When Twitter's (TWTR) Jack Dorsey stepped down as the company’s CEO late last month, he became the latest example of the tech sector's CEO-founder governance model outliving its usefulness.
As big tech companies amassed more scale and influence, these companies have faced pointed questions from investors and regulators about how they’re being run – and whether their larger-than-life leaders are really acting in the best interest of workers and the marketplace.
Dorsey himself – who was once forced out of Twitter only to boomerang – was critical of the founder-CEO role. In his resignation letter, he said the model was “severely limiting to a single point of failure. I’ve worked hard to ensure this company can break away from its founders and founding.”
Twitter has been under pressure from activist investors to accelerate the platform’s development and improve its finances – something that illustrates the shortcomings of having founders stay too long at the dance, according to critics.
“There’s definitely a shelf life to founder CEOs,” Travis Howell, assistant professor of strategy at the University of California, Irvine, told Yahoo Finance in an interview.
“They're great at the beginning and for a while, but after they IPO, their value to the organization declines precipitously,” the business professor added.
'A rare breed'
However, sometimes the founder’s willingness to completely vacate the C-suite has a lot to do with their side interests. Dorsey, Amazon’s Bezos and Microsoft’s (MSFT) Bill Gates, have handed off their power to others to pursue passion projects.
With tech’s size and scale, there is a growing push in Silicon Valley to groom a new breed of successors to run companies in a more traditional way, focusing on shareholder value and growth rather than being distracted by passion projects.
As Dorsey described in his letter, at times founder CEOs outstay their welcome, which was largely the case with Uber's Kalanick and Adam Neumann at WeWork. Both men had outsized personalities that ultimately had a negative impact on company culture — attracting bad press that upset investors and stakeholders.
In his widely-cited book “The Founder’s Dilemma,” Yeshiva University’s Noam Wasserman explained why entrepreneurs who create a successful company must ultimately choose a priority: to get rich or to be king.
Successful founder-CEOs “are a very rare breed,” Wasserman wrote.

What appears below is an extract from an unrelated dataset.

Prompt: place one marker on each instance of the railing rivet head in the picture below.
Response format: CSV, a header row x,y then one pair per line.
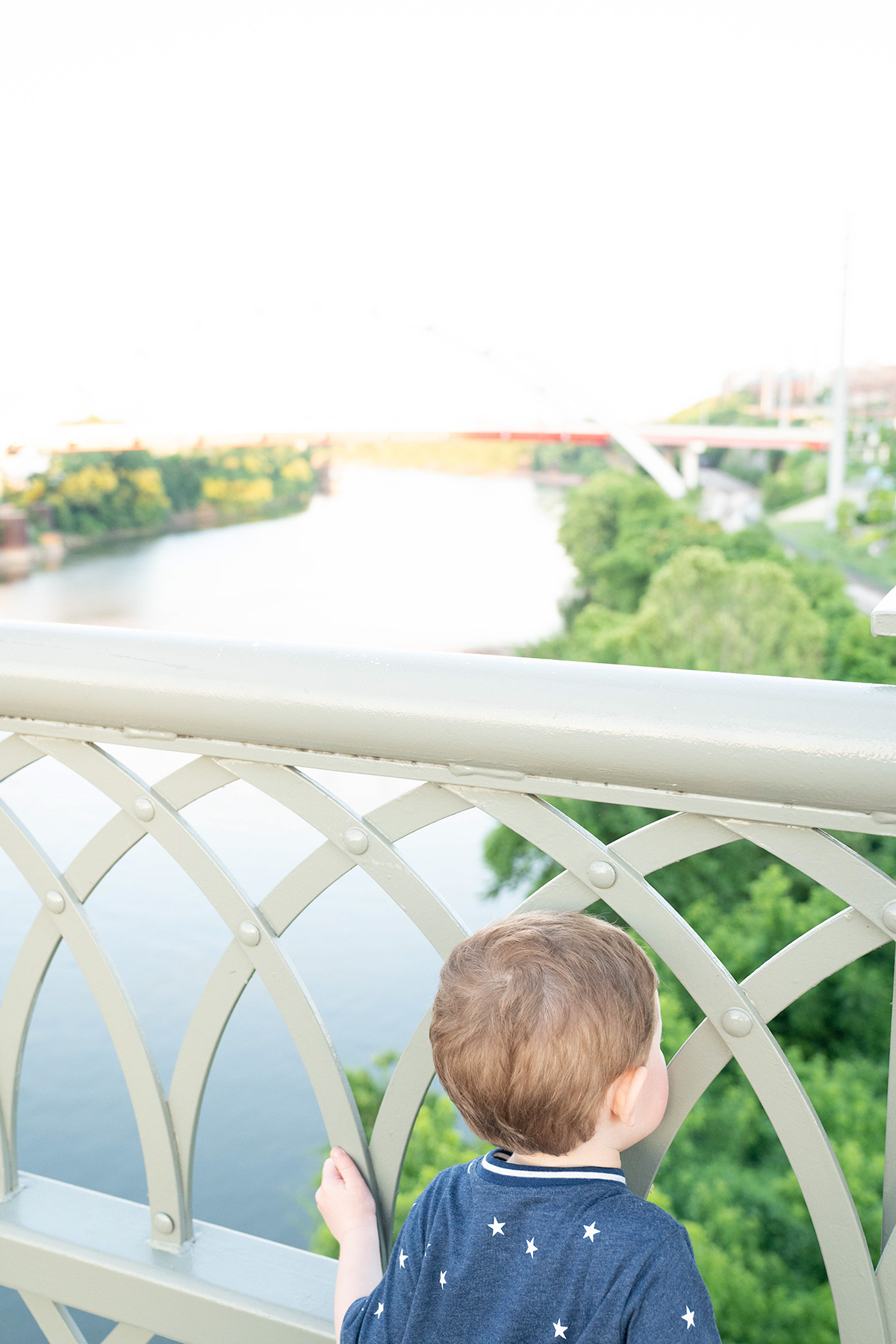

His research of start-ups that sprang up in the 1990s and early 2000s found that most founders relinquished control before their companies floated shares for the first time. Of the ones still in control, most were gone by the fourth year of being public.
“We remember the handful of founder-CEOs in corporate America, but they’re the exceptions to the rule,” Wasserman added.
It was kind of an experiment with having founders stick around for a while and I think we have seen it blow up a few times. There's just a lot more scrutiny now in terms of public perception and regulatory perception.Travis Howell, University of California, Irvine
To get rich, founders sell equity, which dilutes control. But holding onto shares – which maintains control over the company and the board – makes their wealth illiquid, undiversified, and at risk if something happens to the company’s value.
“It depends on how responsible the founder or the founding team is. They're almost like a Monarch, the king or queen of their organization,” Howell said. His research suggests that founders are critical to the success of their companies, based on their mastery of the smallest details, a vision few others share.
Seemed like a good idea at the time
Still, venture capitalists haven’t always retained founders, with the objective being to replace founders with experienced CEOs to “professionalize” the organization in preparing for the company to go public.
“It was kind of an experiment with having founders stick around for a while and I think we have seen it blow up a few times,” he told Yahoo Finance. “There's just a lot more scrutiny now in terms of public perception and regulatory perception.”
“I think we will go back to the way things were. I don't think it will be immediate, but I think that's where we're going,” he added.
One possible solution, according to observers, is to keep founders around in a non-CEO advisory role, like CTO or board director. In Google’s early days, Page and Brin brought in experienced tech hand Eric Schmidt to lead the company through its public offering and massive growth.
“With tech, early on, what you need is innovators, big thinkers, people with big ideas, products, people who understand what people want,” Howell explained.
“Those are very different skill sets from running a large company, what you need is managerial skill sets, operational capabilities and everything,” he added.
Back in 2018, Salesforce appointed then-president and COO Keith Block to co-CEO, who only lasted two years on the job. This time around, it’s unclear how much power Benioff intends to relinquish, and whether it’ll move the needle on governance changes – especially because Taylor will still report to Benioff.
“Salesforce has had an evolving leaders substructure several times, as we have also had tremendous success previously with the co-CEO structure,” Marc Benioff said on the call.
“I'm very excited about the co-CEO structure, these jobs are big jobs and being able to have a partner that you can share with makes it a lot easier,” the co-CEO added.
In a research note last week, Jefferies called Salesforce’s reshuffle a positive, but did not expect there would be significant change to the company’s course.
Yet Howell said power-sharing among CEOs “never really works, it's just confusing for everybody about who's in charge and who's doing what.” Howell said.